I remember as if it were yesterday Hoey and Herits on the Johnny Carson Show on New Year’s Eve; the antics of Simone, Yusko and Strubel, the Three Musketeers; the “Beat Them” and the “Na Na Na Na, Hey, Hey, Goodbye” cheers of Kindzierski, Parente, McHugh, Kessell and company; Fulvio in Hildenbrandt’s coat (Kathy Hildenbrandt’s, that is); the Great Gildersleeve; the penetrating questions of Pat Grace and Rod Marvin; Janet Gromadski’s carrot cake and horoscopes; Kalanta’s floor slides; Karasiewicz’s wrestling demolitions; Starosciak’s quick wit and Gerry Martin’s wry sense of humor; the baseball skills of Mullen, Heiser and Fruehwirth; Renner’s haircut; Kathy Ruetsch and the yearbook mafia; and the thousands and thousands of hours of talking about boyfriends and girlfriends, joys and sorrows, life and love in my classroom after school as well as at the large round tables of the Reo Diner on Saturday nights when I was supposed to be on dates with young ladies who learned that to date me was to date my students.

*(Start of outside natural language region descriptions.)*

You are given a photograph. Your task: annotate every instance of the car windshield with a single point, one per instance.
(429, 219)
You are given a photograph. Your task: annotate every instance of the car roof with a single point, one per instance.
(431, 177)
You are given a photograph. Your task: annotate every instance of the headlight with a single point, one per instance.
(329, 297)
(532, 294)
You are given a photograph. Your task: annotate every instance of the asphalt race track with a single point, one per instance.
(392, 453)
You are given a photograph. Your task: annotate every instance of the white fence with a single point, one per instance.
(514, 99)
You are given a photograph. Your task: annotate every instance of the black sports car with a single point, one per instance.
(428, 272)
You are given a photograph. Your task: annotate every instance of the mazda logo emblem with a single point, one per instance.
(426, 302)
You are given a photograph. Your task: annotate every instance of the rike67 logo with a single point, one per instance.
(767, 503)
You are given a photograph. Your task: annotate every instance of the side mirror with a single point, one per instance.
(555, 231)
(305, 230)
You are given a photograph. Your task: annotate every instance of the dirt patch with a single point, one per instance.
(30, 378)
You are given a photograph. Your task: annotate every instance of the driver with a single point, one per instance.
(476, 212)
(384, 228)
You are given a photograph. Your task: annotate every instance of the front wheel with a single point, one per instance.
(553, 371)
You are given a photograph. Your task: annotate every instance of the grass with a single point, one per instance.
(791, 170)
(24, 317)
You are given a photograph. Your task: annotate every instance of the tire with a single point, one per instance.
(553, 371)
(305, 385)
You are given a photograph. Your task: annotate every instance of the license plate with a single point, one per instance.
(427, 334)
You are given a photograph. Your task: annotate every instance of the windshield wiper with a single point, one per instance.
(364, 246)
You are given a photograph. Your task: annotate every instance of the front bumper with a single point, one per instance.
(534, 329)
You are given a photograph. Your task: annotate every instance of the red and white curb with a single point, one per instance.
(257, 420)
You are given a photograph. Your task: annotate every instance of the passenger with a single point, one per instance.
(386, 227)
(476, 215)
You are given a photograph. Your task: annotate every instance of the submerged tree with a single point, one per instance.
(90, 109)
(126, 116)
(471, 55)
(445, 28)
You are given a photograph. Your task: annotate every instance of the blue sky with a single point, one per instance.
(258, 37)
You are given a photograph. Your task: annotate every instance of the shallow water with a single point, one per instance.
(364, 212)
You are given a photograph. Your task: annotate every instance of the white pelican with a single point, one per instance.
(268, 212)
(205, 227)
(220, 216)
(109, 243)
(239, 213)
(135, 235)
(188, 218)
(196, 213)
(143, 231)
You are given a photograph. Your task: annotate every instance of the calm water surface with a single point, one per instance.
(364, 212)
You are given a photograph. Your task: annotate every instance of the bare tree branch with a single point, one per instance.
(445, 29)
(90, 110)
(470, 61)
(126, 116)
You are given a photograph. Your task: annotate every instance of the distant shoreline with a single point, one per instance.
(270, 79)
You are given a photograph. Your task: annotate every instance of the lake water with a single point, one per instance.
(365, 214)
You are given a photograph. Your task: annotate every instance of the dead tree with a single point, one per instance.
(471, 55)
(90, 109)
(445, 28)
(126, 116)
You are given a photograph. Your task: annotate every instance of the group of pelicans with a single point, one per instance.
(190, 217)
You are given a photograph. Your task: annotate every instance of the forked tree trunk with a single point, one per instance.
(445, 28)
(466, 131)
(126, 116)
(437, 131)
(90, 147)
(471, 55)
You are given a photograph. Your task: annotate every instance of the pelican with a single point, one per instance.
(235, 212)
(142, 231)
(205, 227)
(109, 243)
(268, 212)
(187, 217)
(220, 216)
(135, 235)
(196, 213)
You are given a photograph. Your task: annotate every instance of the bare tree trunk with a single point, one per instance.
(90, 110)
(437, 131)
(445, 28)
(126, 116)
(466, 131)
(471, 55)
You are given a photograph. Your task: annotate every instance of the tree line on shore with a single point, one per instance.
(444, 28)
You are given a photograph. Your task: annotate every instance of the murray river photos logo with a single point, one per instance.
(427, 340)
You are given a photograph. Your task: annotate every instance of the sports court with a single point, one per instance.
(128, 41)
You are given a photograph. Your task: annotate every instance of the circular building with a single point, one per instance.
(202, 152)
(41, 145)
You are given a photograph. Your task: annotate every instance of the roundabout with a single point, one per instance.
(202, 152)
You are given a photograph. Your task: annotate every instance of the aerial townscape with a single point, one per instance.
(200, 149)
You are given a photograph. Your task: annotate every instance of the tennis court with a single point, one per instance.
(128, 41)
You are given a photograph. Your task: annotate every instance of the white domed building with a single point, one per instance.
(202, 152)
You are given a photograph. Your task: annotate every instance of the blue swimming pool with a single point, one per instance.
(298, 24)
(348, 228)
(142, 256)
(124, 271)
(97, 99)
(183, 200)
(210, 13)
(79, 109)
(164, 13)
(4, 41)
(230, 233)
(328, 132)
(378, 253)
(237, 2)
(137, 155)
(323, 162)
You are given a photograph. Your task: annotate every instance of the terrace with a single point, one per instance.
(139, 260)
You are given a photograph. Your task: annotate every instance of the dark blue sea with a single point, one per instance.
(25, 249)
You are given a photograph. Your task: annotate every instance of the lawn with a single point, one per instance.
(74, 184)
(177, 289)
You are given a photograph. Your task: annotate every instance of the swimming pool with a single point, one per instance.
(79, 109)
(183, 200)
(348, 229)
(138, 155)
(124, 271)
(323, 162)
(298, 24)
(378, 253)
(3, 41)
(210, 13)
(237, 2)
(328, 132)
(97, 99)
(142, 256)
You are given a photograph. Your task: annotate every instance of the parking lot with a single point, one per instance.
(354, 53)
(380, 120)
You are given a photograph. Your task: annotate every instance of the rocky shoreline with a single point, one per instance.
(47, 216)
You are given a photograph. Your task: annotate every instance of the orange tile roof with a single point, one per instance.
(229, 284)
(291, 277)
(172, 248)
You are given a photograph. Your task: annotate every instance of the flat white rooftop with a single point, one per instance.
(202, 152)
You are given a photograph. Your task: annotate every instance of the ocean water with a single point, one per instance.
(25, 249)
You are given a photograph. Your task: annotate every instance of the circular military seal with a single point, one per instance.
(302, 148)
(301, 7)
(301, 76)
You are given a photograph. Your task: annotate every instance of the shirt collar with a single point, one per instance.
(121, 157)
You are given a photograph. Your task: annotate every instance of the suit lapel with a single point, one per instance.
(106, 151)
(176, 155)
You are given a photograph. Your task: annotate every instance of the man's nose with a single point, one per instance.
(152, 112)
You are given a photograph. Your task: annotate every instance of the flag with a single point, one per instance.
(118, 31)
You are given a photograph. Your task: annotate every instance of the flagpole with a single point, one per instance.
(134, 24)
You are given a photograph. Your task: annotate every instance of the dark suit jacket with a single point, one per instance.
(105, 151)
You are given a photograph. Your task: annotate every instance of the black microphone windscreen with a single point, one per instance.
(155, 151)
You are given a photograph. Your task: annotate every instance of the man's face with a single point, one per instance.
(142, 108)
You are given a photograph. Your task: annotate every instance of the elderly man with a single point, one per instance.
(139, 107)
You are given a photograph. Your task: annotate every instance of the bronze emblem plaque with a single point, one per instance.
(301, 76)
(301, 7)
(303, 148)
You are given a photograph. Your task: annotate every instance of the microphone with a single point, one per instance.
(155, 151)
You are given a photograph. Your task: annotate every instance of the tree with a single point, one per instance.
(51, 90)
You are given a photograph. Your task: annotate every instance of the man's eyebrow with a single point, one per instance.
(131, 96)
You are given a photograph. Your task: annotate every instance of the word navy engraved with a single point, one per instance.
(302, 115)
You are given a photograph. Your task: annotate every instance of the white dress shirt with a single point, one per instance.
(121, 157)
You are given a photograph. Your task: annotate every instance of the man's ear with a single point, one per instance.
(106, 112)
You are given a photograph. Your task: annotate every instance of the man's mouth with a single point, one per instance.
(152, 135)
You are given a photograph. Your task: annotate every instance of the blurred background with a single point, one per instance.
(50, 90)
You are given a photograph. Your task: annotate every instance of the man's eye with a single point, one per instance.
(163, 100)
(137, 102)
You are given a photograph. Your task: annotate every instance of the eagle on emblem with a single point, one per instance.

At the end of those two years, on June 6th, 1971, forty years ago, you graduated. On that day, you gave me a plaque, and a sheet cake that had written on it “Our Best Wishes and Love Will Follow You Always.” I want to tell you tonight - that it has.

Over the last six months, as we worked together on this reunion and trying to find your classmates, I was reminded again that you are still the sensitive, caring, generous yet modest men and women I remember as teenagers forty years ago. To this day, I don't even think you realize how very proud I am, and have always been, of having been your teacher, and how proud I am of the adults you have become. And how much, over these forty years, I have missed you!

In case I never said it before, tonight, at the 40th anniversary of your graduation, I just wanted you to know.